Intervention de Simon Loueckhote

Réunion du 24 novembre 2005 à 15h20
Loi de finances pour 2006 — Discussion d'un projet de loi

Photo de Simon LoueckhoteSimon Loueckhote :

Ce qui est moins louable, a contrario, c'est de pointer du doigt dans le même temps - et de façon récurrente - ce qu'on appelle communément les « niches fiscales » et « privilèges » accordés à l'outre-mer.

D'aucuns pourraient, par un raccourci facile, laisser à penser que les populations ultramarines sont responsables du déficit budgétaire de l'État.

Mes chers collègues, je m'insurge contre cette vision simpliste, réductrice, voire extrêmement dévalorisante pour nos collectivités.

Je voudrais d'ailleurs emprunter à François Baroin, ministre de l'outre-mer, sa formule selon laquelle, « en outre-mer, on ne parle pas de niches fiscales mais de rattrapage économique ».

Je regrette vivement que certains de nos collègues persistent, de cette manière, à vouloir focaliser l'attention sur la notion d'évasion fiscale : cela occulte les véritables objectifs de toutes ces mesures, à savoir l'amélioration de la situation économique et sociale des populations ultramarines par une transformation profonde et durable de l'outil de production des collectivités concernées.
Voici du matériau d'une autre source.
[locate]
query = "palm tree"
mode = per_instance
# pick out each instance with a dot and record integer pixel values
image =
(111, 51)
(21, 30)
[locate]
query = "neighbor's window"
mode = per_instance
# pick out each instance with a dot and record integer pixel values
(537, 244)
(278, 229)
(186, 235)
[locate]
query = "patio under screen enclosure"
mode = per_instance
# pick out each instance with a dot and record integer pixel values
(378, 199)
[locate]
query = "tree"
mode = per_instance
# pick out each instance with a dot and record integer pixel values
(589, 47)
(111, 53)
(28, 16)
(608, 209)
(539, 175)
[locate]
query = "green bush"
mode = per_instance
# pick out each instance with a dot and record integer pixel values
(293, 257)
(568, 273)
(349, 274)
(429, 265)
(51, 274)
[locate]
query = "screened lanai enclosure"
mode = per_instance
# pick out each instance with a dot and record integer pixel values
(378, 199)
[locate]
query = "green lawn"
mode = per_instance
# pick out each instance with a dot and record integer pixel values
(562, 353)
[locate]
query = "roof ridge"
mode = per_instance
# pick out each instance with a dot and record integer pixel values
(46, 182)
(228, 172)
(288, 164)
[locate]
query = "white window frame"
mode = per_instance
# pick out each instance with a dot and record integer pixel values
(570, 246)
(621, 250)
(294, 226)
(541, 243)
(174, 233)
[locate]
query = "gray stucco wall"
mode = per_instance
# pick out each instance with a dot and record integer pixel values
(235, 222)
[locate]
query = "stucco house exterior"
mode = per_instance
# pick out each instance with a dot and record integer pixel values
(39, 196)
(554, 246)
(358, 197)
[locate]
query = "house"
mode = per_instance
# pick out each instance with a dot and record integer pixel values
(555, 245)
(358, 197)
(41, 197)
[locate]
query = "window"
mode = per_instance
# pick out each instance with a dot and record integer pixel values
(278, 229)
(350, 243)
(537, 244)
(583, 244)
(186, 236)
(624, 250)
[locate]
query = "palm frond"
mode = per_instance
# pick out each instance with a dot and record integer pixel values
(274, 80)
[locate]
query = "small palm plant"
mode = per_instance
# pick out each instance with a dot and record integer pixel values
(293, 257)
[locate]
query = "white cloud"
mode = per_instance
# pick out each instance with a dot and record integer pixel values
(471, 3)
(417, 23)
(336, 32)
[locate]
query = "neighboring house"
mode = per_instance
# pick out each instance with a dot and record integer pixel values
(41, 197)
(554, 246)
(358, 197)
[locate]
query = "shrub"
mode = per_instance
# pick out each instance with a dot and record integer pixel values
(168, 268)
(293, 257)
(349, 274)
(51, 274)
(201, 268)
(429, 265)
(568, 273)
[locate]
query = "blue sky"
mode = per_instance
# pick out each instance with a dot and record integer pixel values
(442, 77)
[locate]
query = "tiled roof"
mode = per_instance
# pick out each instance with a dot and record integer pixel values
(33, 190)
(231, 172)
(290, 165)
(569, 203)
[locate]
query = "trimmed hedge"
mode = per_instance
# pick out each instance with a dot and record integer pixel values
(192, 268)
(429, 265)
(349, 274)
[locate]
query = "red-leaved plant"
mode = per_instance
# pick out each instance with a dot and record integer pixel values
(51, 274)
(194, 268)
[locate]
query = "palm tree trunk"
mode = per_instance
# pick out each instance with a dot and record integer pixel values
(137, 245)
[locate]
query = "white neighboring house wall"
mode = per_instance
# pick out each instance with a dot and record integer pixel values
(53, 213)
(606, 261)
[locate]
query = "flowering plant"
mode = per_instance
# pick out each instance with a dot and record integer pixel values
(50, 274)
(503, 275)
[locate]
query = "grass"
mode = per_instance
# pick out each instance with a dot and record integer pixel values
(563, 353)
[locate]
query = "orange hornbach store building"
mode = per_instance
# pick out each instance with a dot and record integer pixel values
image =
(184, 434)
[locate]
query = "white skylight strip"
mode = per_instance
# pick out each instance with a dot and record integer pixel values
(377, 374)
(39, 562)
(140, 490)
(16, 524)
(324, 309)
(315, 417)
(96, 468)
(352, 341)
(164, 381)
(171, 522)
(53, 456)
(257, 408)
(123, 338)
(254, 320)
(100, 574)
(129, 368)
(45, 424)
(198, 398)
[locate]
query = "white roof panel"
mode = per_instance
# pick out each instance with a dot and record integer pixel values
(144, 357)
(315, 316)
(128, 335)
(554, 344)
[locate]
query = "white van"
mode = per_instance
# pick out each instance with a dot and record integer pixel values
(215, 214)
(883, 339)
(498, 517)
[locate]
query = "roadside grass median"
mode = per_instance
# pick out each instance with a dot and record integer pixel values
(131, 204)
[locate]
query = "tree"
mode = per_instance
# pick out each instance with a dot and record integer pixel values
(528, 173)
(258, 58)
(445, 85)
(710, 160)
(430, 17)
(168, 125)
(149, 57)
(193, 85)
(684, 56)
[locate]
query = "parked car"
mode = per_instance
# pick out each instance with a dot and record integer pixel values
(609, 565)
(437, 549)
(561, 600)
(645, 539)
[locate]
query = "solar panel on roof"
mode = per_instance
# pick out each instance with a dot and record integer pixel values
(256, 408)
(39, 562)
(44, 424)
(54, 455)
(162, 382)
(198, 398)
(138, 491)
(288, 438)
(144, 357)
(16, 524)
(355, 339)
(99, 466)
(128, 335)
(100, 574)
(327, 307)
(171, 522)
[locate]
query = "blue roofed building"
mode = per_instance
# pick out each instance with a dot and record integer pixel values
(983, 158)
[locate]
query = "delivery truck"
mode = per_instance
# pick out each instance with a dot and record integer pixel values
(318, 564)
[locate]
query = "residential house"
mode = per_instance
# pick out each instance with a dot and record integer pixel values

Prenons l'exemple très révélateur du taux de chômage : je rappelle qu'il s'établit encore en moyenne à 23 % dans les départements d'outre-mer et qu'il dépassait 30 % au cours de la dernière décennie, soit un taux trois fois supérieur à celui de la métropole.

De même, la part des moins de vingt-cinq ans dans l'ensemble des demandeurs d'emploi des DOM est passée, en dix ans, de 23 % à 15 % grâce au dispositif d'aide à l'emploi des jeunes.

Cela signifie que les mesures de soutien à l'emploi salarié ont d'ores et déjà porté leurs fruits.

Pour autant, aujourd'hui encore, le taux de chômage, dans les DOM est encore deux fois plus élevé qu'en métropole. Il dépasse en effet la barre des 20 %.

Je ne crois pas que l'on puisse nier, au vu de tels constats, la nécessité d'un rattrapage.

Selon plusieurs autres indicateurs, le rattrapage économique et social est bien en marche. En attestent le taux de création d'entreprises, qui a été supérieur en 2003 dans les DOM à ce qu'il a été dans l'ensemble des régions métropolitaines, ou encore l'importance de la croissance en valeur du produit intérieur brut de ces départements.

De plus, nombre d'entre vous dénoncent l'impact sur le budget de l'État de la défiscalisation des investissements réalisés dans les départements et collectivités d'outre-mer, en minimisant ses effets induits sur l'emploi.

Vous n'ignorez pas, pourtant, avec quelle rigueur les agréments de défiscalisation sont délivrés par Bercy, dont les décisions sont étroitement liées à l'engagement pris par les promoteurs de créer des emplois directs !

Cet important dispositif a notamment permis, de 1995 à 2003, le financement d'investissements qui se sont accompagnés de la création de 8 000 emplois dans les DOM.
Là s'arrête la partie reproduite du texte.